Hi! Looks like sdiag doesn't really report the number of failed jobs anymore: # sacct -X -u kilian -o jobid,state JobID State ------------ ---------- 8695013 COMPLETED 8695014 COMPLETED 8695015 COMPLETED 8695016 COMPLETED 8695017 COMPLETED 9508805 TIMEOUT 9513365 FAILED 9513420 COMPLETED 9513431 FAILED 9513432 FAILED # sdiag | grep Jobs Jobs submitted: 13153 Jobs started: 10851 Jobs completed: 9424 Jobs canceled: 1034 Jobs failed: 0 Cheers, -- Kilian
sdiag's 'failed' statistic only tracks jobs failing due to slurmd problems, not jobs that complete but return a non-zero exit code. Having that number be non-zero indicates some more serious issues within Slurm, it doesn't directly relate to the jobs success or failure.
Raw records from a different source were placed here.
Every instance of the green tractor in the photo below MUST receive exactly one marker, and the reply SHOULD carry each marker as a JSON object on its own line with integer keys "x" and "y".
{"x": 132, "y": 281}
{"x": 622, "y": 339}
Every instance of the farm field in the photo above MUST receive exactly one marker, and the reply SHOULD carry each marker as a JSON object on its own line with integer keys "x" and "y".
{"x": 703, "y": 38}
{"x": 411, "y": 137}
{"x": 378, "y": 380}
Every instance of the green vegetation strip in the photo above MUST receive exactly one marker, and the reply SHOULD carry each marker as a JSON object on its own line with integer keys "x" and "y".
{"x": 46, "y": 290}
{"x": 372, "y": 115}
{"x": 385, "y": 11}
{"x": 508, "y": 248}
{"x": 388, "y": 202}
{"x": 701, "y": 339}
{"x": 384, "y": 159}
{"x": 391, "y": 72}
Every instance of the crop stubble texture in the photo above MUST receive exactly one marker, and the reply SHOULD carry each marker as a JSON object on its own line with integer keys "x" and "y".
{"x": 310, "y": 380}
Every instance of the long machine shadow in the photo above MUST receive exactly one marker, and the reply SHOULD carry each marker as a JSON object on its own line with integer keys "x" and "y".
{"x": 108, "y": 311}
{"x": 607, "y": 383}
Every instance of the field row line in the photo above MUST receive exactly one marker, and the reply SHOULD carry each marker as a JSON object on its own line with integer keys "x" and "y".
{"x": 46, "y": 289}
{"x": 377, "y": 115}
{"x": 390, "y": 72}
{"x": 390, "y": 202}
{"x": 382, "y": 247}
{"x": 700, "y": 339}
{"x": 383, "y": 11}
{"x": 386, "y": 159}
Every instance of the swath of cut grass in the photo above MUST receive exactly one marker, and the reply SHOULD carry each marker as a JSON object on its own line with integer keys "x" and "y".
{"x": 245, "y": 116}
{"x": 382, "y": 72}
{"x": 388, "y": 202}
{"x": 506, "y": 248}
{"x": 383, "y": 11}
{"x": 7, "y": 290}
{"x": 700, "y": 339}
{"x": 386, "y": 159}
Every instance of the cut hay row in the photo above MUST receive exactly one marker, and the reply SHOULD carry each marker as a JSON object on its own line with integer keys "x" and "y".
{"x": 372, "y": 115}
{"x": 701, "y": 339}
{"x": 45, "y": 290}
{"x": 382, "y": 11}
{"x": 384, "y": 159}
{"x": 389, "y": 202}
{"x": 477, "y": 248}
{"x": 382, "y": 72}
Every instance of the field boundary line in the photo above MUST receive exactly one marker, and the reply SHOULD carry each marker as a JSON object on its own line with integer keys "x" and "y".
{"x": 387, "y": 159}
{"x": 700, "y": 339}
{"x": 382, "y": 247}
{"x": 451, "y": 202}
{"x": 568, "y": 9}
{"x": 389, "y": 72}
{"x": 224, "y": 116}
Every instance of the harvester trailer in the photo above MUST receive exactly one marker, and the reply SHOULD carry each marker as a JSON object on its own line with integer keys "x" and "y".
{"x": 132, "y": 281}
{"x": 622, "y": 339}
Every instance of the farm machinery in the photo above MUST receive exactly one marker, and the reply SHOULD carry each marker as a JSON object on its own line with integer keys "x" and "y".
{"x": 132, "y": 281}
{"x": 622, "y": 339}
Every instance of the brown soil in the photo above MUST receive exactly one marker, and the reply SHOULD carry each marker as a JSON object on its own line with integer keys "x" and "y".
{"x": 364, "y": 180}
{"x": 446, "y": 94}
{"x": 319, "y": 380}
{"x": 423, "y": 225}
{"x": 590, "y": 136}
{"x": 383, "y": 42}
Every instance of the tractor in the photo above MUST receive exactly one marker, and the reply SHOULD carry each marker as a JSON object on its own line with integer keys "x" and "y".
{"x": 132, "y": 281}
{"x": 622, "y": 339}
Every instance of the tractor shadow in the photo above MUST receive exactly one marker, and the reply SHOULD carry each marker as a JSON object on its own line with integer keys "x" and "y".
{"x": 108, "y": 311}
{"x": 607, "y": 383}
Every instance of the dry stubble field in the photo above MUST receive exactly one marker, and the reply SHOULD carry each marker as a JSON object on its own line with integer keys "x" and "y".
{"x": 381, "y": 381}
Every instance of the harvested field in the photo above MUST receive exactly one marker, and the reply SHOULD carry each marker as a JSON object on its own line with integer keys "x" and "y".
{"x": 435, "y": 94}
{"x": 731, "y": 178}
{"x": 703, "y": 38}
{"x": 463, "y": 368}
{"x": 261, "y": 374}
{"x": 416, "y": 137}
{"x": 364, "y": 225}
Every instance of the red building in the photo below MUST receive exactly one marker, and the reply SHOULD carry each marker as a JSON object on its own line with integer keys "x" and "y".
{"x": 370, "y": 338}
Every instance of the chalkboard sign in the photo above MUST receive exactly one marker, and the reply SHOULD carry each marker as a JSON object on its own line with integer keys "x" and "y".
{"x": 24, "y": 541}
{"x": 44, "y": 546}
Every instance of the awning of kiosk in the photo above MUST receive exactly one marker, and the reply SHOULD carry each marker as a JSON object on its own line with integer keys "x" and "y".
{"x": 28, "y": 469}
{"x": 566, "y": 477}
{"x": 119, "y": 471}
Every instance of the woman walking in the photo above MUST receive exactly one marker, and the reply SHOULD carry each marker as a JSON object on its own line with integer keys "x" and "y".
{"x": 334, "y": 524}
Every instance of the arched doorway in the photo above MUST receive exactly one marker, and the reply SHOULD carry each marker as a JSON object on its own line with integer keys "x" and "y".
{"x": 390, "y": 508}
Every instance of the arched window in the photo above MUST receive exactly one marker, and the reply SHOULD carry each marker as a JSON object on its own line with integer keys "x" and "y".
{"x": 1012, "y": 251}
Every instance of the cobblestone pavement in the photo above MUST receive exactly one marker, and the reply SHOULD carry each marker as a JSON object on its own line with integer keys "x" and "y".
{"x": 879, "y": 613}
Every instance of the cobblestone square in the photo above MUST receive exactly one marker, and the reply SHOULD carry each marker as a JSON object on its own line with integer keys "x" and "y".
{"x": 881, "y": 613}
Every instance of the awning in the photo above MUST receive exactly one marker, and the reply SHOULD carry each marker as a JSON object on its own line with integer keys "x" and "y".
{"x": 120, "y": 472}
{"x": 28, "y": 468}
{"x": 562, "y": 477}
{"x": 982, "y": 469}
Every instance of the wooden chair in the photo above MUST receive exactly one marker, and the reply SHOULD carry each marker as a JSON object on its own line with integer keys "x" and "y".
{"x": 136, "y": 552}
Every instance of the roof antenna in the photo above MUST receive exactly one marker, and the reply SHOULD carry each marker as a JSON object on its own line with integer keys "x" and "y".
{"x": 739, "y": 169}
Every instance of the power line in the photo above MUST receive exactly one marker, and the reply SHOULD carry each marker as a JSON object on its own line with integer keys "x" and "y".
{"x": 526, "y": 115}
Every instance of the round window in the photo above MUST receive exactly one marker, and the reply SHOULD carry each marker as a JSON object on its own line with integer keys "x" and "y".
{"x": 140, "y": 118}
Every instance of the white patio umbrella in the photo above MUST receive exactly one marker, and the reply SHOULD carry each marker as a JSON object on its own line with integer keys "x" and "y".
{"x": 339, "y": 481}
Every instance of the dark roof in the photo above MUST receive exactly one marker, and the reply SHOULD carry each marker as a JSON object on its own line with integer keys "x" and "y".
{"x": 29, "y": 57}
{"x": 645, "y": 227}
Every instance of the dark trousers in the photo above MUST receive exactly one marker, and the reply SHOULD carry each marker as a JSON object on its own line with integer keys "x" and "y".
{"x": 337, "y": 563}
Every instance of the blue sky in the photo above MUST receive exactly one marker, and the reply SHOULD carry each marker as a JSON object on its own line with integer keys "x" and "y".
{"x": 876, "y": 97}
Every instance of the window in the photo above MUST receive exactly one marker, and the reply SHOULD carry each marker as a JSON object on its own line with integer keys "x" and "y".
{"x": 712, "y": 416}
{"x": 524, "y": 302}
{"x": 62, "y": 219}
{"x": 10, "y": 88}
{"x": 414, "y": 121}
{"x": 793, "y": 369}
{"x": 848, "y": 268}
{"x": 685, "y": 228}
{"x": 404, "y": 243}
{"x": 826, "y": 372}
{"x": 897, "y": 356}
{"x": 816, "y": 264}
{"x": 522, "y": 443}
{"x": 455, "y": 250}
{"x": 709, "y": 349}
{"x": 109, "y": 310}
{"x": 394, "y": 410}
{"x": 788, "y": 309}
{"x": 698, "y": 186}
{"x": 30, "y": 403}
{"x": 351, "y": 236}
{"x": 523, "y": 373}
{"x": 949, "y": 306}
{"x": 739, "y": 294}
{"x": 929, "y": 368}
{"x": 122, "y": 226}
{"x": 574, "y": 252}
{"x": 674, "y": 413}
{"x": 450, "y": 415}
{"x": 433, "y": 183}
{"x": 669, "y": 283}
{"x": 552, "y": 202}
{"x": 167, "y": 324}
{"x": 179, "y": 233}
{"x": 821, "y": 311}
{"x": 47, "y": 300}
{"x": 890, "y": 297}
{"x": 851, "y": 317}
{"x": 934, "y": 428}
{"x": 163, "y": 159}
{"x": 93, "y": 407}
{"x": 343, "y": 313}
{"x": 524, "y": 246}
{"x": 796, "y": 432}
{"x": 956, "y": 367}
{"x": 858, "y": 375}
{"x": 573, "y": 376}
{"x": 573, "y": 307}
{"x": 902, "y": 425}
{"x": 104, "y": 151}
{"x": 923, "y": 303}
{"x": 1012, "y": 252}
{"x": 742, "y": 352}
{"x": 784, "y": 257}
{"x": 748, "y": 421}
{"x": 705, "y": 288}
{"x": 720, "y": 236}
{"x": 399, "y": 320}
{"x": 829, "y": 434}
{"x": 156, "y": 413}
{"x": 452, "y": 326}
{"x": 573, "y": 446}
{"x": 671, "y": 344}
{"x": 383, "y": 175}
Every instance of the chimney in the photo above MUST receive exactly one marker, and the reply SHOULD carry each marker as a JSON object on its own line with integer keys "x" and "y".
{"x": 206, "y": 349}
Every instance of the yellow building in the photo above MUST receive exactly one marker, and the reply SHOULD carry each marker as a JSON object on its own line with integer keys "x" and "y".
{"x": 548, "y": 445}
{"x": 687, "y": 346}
It's admittedly confusing, and I'm looking at how to better document and/or possibly rename that statistic to better describe what it's reporting. - Tim
Aah, thanks for enlightening me! Makes sense now. It could indeed use some clarification in the documentation. :) Cheers, -- Kilian
Man page has some minimal clarification with commit 7fc830f7bab7.